Here’s another approach seen on Facebook:
It’s OK to want to show sympathy to the people who loved and respected John McCain
It’s equally OK to prefer to show sympathy to the people who loved and respected the people who McCain killed directly in Vietnam or who were killed as a consequence of the wars and military actions that he supported. You may not know them, they may not look like you, but they are human beings all the same.
Understand the pain of the victims – which include whole nations – as much as the pain of his family members.
And another from a somebody who views this through the lens of being a veteran:
John McCain was a complicated figure. It is not surprising that people have complicated and even hostile views towards him. If you honor his service then you have to remember that one of the things that he swore to uphold is the Constitution and in that constitution is the freedom of speech.
For every one who decries Sen.
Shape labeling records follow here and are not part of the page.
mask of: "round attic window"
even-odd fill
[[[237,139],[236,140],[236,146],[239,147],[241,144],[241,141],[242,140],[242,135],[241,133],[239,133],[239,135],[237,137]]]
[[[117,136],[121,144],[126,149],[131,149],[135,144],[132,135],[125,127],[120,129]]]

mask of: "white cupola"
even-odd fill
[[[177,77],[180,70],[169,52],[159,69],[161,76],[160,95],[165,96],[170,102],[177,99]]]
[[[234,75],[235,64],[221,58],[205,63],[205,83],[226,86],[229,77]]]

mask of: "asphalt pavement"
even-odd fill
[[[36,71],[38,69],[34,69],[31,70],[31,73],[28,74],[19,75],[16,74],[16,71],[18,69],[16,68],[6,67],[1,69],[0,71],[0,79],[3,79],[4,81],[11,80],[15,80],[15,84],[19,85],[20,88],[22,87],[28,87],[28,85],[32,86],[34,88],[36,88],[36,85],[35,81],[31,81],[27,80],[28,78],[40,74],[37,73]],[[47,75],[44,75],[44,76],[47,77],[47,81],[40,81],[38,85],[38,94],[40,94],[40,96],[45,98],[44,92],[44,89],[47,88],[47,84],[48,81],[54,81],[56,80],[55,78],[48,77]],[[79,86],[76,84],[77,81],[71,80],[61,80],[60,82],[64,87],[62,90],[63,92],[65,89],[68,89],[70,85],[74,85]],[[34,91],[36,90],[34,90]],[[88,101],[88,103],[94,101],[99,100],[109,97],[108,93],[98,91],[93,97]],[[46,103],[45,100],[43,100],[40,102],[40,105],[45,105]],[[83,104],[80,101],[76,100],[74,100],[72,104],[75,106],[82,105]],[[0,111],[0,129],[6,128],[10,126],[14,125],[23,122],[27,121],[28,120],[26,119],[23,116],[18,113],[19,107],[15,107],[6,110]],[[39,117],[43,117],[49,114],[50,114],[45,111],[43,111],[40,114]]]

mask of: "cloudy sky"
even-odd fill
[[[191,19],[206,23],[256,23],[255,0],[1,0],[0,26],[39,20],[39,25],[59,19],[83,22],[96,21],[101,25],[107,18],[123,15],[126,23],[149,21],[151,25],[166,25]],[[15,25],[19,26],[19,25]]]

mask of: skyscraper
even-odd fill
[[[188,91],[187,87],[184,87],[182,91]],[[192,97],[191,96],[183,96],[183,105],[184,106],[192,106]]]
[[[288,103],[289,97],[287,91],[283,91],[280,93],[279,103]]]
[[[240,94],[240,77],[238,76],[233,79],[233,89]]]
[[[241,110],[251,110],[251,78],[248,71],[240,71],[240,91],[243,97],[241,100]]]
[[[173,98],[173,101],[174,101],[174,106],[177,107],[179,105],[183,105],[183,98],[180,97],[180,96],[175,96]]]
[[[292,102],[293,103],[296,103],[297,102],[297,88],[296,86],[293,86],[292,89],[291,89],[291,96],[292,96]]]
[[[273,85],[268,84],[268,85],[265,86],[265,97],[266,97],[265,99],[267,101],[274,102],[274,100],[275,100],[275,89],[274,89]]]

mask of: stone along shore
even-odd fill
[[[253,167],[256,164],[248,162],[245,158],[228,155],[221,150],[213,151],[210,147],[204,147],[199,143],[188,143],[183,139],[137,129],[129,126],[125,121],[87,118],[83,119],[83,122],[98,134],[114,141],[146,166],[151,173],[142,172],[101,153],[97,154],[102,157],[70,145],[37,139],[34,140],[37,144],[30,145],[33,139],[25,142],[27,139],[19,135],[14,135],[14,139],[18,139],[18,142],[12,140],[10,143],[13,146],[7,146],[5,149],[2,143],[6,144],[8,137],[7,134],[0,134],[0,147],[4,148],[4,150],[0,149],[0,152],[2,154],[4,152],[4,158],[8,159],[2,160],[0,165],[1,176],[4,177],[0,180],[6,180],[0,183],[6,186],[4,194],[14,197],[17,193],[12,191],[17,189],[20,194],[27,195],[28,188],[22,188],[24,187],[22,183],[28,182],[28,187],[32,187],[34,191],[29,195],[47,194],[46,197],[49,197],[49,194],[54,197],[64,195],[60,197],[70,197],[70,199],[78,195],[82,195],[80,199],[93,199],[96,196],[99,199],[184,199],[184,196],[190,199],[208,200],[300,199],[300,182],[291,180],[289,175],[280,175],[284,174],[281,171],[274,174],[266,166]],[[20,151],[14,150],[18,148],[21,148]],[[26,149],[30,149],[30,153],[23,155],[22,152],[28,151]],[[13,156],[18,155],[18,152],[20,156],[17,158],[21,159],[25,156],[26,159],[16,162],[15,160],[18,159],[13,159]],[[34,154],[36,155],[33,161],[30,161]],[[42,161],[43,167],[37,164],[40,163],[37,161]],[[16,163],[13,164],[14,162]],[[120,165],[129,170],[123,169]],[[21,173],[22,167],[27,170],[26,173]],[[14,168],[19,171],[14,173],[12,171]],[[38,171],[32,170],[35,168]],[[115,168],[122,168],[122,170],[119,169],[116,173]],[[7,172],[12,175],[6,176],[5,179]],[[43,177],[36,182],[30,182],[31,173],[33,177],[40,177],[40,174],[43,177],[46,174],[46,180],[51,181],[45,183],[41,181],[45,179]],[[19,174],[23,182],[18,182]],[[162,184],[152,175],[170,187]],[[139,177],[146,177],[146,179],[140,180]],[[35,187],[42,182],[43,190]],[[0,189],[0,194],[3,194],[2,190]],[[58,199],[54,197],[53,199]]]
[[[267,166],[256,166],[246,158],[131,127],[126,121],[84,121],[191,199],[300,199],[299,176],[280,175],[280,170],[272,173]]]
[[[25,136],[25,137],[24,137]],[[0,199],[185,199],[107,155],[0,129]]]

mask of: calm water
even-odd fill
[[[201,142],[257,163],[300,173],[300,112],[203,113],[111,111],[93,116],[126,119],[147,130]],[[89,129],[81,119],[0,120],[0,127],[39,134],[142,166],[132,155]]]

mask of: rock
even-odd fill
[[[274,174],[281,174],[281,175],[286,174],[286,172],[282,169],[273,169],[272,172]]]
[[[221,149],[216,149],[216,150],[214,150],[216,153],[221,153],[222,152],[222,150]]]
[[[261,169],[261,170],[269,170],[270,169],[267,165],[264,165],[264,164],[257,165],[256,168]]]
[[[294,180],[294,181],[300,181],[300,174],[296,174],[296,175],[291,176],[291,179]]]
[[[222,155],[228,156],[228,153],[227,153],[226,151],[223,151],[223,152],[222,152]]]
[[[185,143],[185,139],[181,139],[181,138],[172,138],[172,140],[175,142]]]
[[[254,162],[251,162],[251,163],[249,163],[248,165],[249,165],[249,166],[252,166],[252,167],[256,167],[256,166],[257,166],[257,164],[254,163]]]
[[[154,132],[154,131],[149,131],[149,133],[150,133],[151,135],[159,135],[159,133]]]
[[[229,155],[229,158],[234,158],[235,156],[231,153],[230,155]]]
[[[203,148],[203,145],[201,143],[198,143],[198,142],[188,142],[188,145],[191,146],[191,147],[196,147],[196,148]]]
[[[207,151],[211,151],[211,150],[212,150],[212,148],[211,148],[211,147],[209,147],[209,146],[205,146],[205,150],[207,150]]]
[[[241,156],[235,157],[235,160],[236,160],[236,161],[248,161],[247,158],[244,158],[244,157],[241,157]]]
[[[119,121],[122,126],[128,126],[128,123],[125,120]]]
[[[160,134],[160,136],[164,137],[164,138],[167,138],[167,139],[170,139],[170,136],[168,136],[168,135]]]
McCain for his controversial worldview and record, for every one who honors his passing; The fact that we have the right to express those views is the America that we are supposed to believe in and if we can’t do that without resorting to intimidation and aggression then really who are we?
As for me, I will not place the man on a pedestal nor will I take this moment to dance on his grave. I do not begrudge anyone who does either. My view is that history will judge his legacy and god his soul.
May those affected by this news find peace and solace.
The nation’s rush to enshrine market forces as the sole arbiter of what’s right and wrong with the world brings with it a dangerous philosophical and moral shift, namely the suppression of empathy as a desirable component of human behavior.
While sharp criticism and truth-telling are important parts of the honesty we should expect from advocates for social and political change, it’s also important to keep in mind the need to build connections with the politically naive or unaware people around us.
Personally, I had no intention of writing an obit/commentary on Senator John McCain. I didn’t have much good to say other than rest in peace and didn’t see the point in saying anything more.
Now I recognize that point of view came from my privilege.